C’est ce qui explique sans doute qu’aucun d’entre eux n’était au courant lundi après-midi du nouveau mouvement lancé par Laurent Furst, baptisé d’une manière assez directe « Rendez-nous l’Alsace ». Ce mouvement sera présenté officiellement vendredi, avec un site internet, une charte et une liste de signataires. Pour ce député du Bas-Rhin, l’Alsace n’a rien à faire dans la région « Grand Est » et devrait bénéficier des mêmes institutions que la Corse, à savoir un conseil régional et les deux conseils départementaux fusionnés en une collectivité unique.
Retour en 2013…
Oui, c’est bien ce qu’avait proposé l’actuel président de la région Grand Est, Philippe Richert (LR) aux Alsaciens, par référendum en avril 2013. Le résultat n’avait pas débouché sur un oui franc et massif comme Philippe Richert l’espérait. L’Alsace a donc laissé passer cette mini-réforme institutionnelle et la fusion des régions menée par le gouvernement est venue se superposer à tout ça ensuite.
Mais dans le processus, grâce notamment aux accents d’Alsace assassinée largement entretenus par une partie de la droite locale, le régionalisme alsacien a pris de l’ampleur, un sentiment vite capté par Unser Land. Le parti régionaliste a réalisé plus de 10% des suffrages exprimés lors des élections régionales de décembre 2015, des scores importants qui manquent à la droite notamment… dans la circonscription de Molsheim.
En 2014, le coup régionaliste de l’été était venu de Jean Rottner
Laurent Furst espère donc surfer sur ce courant régionaliste, à l’occasion des échéances électorales de 2017 qui procéderont au renouvellement de son mandat de député. Il sera suivi par une partie de la droite locale, contre celle encore fidèle à Philippe Richert, ce qui promet quelques soubresauts à l’intérieur des sections alsaciennes de Les Républicains. Ainsi Jean-Rottner, également vice-président du conseil régional, n’a pas souhaité s’exprimer sur le mouvement de Laurent Furst.

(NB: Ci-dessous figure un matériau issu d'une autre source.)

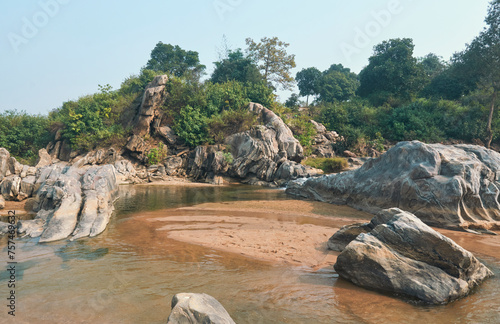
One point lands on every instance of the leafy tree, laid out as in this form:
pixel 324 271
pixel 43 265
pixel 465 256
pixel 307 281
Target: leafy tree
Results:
pixel 175 61
pixel 236 67
pixel 392 72
pixel 274 62
pixel 337 83
pixel 481 62
pixel 307 82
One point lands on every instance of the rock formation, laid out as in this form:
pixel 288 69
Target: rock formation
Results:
pixel 402 255
pixel 197 309
pixel 453 186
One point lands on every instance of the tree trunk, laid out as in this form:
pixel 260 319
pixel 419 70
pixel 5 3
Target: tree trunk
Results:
pixel 490 119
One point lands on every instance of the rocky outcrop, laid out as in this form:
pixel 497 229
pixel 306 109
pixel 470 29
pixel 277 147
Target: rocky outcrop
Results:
pixel 71 201
pixel 197 309
pixel 324 141
pixel 402 255
pixel 153 98
pixel 453 186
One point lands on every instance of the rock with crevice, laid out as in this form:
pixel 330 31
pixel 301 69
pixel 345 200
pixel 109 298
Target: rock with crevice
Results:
pixel 197 309
pixel 449 186
pixel 402 255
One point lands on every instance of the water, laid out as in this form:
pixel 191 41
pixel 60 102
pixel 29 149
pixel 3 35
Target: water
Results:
pixel 130 272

L’an dernier, à peu près à la même époque, le maire de Mulhouse avait lancé une « pétition pour l’Alsace » mais il est devenu beaucoup plus discret depuis…
En revanche, Jean-Louis Christ « soutient totalement » Laurent Furst :
« Les Alsaciens ont été trahis par Philippe Richert, qui est même allé jusqu’à créer une nouvelle taxe avec la gauche. Il pense à sa carrière avant tout. L’Alsace n’est plus défendue depuis la disparition d’Adrien Zeller (ancien président du conseil régional d’Alsace, ndlr). Donc je vais suivre avec intérêt la démarche de Laurent Furst, notamment comment il compte inscrire ça vis à vis de Nicolas Sarkozy… Mais je suis d’accord avec l’objectif affiché et je suis prêt à le rejoindre. »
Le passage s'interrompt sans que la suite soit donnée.